14 Deep and Machine Learning Uses that made 2019 a new AI Age.

BigGAN, CycleGAN, StyleGAN, GauGAN, Artbreeder, DeOldify, etc.: My very personal list (incl. BONUS).

TTime flows rapidly than we expect. Good for Moore’s law. But still, a lot to catch up. In the following, I want to present my list of great stuff that was happening in 2019 (and — sorry for cheating — some for 2018 as well) in the field of Machine Learning and Deep Learning. Those are mostly Neural Network-based models that impressed me.

For the beginning, here is a tweet by Ian Goodfellow demonstrating perfectly the achievements of Deep Learning.

Even if it’s about a specific topic: Generative Adversarial Networks progress, this development shows pretty well what has happened — and what will come. A picture is worth a thousand words.

And I have a feeling, 2019 was way intense than years before. Here are developments which brought me to a delighted astonishment in a no particular order.

DISCLAIMER 1: I’m new to Towards Data Science. So in case, I missed some crucial discussions here on the topics below, feel free to complement this article with referring links.
DISCLAIMER 2: This is a wild mix of models, networks, implementations, and experiments. They are often interconnected. Some of them are cores of another. Some of them are already well covered by authors of Toward Data Science. What you see here are DL/ML stories impressed me within the last 1–2 years.
DISCLAIMER 3: As you will note, the AI advancements in my list refer mostly to the visual medium (image generating and modification). The year 2019 was was also a crucial milestone for Natural Language Processing (GPT-2 by OpenAI etc.), but that’s another big topic I will cover soon).

1. BigGAN

What’s this about: BigGAN scales up Generative Adversarial Networks — and allows you to generate new visuals, being trained on huge visual databases. The heart of the system is two Neural Networks: Generator and Discriminator. The Generator creates new visuals and tries to convince Discriminator it was real footage. Discriminator aligns the produced images with its “experience” and sends it back to Generator as “not approved”. This iterative interplay continues till some kind of “consensus”.

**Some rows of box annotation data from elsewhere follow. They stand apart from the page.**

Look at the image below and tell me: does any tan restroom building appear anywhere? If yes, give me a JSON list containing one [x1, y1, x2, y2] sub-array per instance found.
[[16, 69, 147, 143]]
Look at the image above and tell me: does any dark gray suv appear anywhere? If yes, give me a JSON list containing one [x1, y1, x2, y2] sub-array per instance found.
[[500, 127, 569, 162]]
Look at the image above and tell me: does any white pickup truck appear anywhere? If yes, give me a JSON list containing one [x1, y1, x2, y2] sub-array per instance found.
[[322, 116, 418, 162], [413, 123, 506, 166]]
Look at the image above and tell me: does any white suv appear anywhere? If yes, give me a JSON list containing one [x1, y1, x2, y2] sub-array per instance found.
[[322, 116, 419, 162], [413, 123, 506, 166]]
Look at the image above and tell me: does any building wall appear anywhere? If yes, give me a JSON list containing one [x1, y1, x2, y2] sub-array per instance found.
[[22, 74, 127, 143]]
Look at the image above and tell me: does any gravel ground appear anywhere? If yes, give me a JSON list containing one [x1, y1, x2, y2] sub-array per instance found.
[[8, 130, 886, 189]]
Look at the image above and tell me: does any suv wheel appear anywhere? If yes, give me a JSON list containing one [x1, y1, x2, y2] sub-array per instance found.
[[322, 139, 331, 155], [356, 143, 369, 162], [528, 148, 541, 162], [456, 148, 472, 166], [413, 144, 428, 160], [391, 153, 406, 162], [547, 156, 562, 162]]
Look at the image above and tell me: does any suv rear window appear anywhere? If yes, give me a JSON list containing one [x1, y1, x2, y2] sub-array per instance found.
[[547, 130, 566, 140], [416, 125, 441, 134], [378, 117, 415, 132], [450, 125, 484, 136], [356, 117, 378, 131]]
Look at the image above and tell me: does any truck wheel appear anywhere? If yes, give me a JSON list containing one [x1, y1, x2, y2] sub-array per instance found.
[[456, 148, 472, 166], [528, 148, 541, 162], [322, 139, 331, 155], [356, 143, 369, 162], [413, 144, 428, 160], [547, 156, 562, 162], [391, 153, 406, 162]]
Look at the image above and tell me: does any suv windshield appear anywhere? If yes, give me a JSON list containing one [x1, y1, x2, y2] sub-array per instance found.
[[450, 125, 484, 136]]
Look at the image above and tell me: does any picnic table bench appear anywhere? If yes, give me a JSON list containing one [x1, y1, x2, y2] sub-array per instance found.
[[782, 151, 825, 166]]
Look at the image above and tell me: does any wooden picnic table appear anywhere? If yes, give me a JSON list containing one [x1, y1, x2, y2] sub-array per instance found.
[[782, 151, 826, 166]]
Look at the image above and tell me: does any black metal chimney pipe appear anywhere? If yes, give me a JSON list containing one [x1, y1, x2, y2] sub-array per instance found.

Try it out: Using this BigGAN notebook, you can use category-conditional sampling and create e.g., an image of a valley:

And the results are astonishing:

BigGAN generated images

In the header of my article, you can also see the BigGAN-generated clock.

As you see, it’s still Weak AI. Networks don’t know what Clock is. They just know, how may this thing look like: “roundish”, “with characters and arrows”.

I see clear parallels between attempts of AI to interpret the world and the Theory of Forms/Ideas by Plato:

Ideas or Forms were meta-physical essences of the material things. The material things weren’t originals, but just imitations of the Ideas/Forms.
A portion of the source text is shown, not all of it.